Her legs were tired and her feet hurt and her trousers
and her layered shirts remained damp and clung to her. Her hair fell in thick strands across her face that she was unable to push back. The gag in her mouth felt slimy and tasted like mud, and the strip of cloth holding the gag in place had shrunk as it dried, pulling painfully against the corners of her mouth. Her arms felt on fire from the grip of the two women, and her fingers tingled from reduced bloodflow.
She wanted nothing more than to lay down in that tent and sleep. She did not want to eat, despite the hunger that gnawed in her stomach. After everything she had seen the past two days, her appetite no longer existed. Only the gag had prevented her from vomiting, forcing her to keep down the food Mr. Thomas had fed her the night before.

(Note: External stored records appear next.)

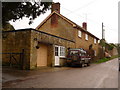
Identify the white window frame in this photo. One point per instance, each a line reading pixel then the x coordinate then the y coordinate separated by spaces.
pixel 95 41
pixel 86 36
pixel 61 51
pixel 79 33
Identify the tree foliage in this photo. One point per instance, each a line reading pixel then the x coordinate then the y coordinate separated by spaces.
pixel 18 10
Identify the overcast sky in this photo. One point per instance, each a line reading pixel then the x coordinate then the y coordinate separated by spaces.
pixel 94 12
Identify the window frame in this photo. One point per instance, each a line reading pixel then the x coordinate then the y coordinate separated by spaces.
pixel 86 36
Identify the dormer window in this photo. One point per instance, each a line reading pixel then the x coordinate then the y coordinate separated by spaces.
pixel 86 36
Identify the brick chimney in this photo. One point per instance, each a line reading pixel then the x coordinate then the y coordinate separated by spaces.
pixel 84 25
pixel 54 18
pixel 56 7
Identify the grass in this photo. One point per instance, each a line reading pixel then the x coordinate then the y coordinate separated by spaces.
pixel 106 59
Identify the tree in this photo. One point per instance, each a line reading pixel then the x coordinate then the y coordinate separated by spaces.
pixel 18 10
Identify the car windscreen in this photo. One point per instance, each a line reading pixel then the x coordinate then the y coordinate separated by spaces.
pixel 73 52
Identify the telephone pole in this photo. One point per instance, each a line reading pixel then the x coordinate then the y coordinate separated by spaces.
pixel 103 38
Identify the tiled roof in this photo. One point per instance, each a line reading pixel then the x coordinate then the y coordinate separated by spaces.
pixel 69 21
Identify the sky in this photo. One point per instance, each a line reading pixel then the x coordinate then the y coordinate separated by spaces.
pixel 94 12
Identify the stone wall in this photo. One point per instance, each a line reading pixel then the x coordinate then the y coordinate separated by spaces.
pixel 15 42
pixel 81 42
pixel 50 40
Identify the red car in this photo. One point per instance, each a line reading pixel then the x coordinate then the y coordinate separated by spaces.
pixel 78 57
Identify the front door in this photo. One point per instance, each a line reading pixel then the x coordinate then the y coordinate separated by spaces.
pixel 57 62
pixel 42 55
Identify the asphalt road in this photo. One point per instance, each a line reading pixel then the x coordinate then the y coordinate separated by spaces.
pixel 103 75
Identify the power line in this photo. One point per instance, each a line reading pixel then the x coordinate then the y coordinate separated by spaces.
pixel 97 23
pixel 84 6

But the women only stood there and forced her to stand there with them.
* * *
“That’s thinking like a soldier on the march, Margaret.” Mr. Thomas’ voice startled her and she jerked awake. Her sudden motion caused one of the women still holding her to take a step forward. “Sleep whenever you get the chance.”
Margaret tried to orient herself, and squeezed her eyes open and shut. She could see Mr. Thomas’ face only as a white smudge in the darkness. Night had fallen. How long had she been standing there? She would have rubbed her eyes had she been able to. Standing again, she noticed that both of her arms had gone numb. She tried to wiggle her fingers but they barely moved. She thought she smelled cooked meat. Her stomach convulsed and the gag stopped her from vomiting yet again.
“Put her in the tent,” Mr. Thomas said.
The women shifted their grips and pulled her toward the tent. The pins and needles of renewed bloodflow started at her fingertips and extended to the grips on her forearms. A thousand pinpricks crawled across her skin and she whimpered.
She stumbled as she was pushed through the tent flaps. Her arms could not move fast enough and she fell face first into the tarp that made the floor of the tent, hitting her nose and forehead and sending sparks of pain across the backs of her eyes. She tried to bring her hands to her face, to rub her nose, to remove the gag, but her fingers slapped cold against her skin, still alive with the pinpricks, still not responding.